L’Antartide è una terra non solo di ghiaccio, ma anche di fuoco. Oltre 100 vulcani si nascondono sotto la calotta glaciale o la attraversano. Il Monte Erebus, alto 3800 metri, per esempio, ribolle minacciosamente a soli 40 chilometri dalla stazione McMurdo, la più grande base di ricerca dell’Antartide. Si parla spesso degli effetti che il cambiamento climatico potrebbe avere sui ghiacci del Continente Bianco, ma secondo un nuovo studio, potrebbero influenzare anche i suoi vulcani. Secondo quanto sostenuto in un articolo pubblicato su Science, infatti, il cambiamento climatico potrebbe portare a un risveglio dei vulcani dell’Antartide. “È un pericolo molto interessante e che va valutato”, ha dichiarato Matthew Zimmerer, geocronista presso il New Mexico Institute of Mining and Technology (NMT).

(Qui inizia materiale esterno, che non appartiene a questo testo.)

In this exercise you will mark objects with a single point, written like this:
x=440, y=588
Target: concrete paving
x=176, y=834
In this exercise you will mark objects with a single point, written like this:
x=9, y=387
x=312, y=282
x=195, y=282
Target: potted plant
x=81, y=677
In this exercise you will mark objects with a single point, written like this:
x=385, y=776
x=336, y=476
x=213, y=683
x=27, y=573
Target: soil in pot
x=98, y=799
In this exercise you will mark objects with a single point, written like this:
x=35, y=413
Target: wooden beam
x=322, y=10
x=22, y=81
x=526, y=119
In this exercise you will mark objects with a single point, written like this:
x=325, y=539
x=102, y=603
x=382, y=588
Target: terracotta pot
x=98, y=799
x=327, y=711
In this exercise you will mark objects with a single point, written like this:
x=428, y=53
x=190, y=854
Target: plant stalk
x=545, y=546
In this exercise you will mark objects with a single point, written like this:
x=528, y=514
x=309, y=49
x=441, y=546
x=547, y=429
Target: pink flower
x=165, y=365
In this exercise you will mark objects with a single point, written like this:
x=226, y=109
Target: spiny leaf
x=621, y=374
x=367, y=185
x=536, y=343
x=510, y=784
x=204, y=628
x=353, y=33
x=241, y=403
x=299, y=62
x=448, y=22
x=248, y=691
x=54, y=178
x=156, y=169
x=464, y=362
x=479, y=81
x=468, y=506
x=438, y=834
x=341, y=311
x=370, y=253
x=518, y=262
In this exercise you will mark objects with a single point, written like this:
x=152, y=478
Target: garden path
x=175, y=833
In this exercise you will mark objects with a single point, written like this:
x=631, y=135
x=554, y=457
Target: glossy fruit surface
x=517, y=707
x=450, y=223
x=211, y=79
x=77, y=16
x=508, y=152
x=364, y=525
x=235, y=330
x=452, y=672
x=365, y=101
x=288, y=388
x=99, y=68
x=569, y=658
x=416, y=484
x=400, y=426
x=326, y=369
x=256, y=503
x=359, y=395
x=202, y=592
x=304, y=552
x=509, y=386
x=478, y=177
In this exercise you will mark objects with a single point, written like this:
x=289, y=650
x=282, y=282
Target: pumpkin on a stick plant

Il Monte Waesche ha fornito inquietanti indizi sul fatto che la perdita di ghiaccio possa reinnestare le sue eruzioni. Ora, i ricercatori stanno prendendo di mira sia il Monte Erebus che il Monte Waesche per scoprire le minacce immediate e a lungo termine. I sensori installati questo mese lungo il bordo dell’Erebus potrebbero aiutare i ricercatori a comprendere la minaccia che il vulcano rappresenta per McMurdo e la vicina base Scott della Nuova Zelanda. Una ricerca sul campo pianificata per questo mese a Waesche, invece, esplorerà la possibilità che il cambiamento climatico possa risvegliare i vulcani ghiacciati.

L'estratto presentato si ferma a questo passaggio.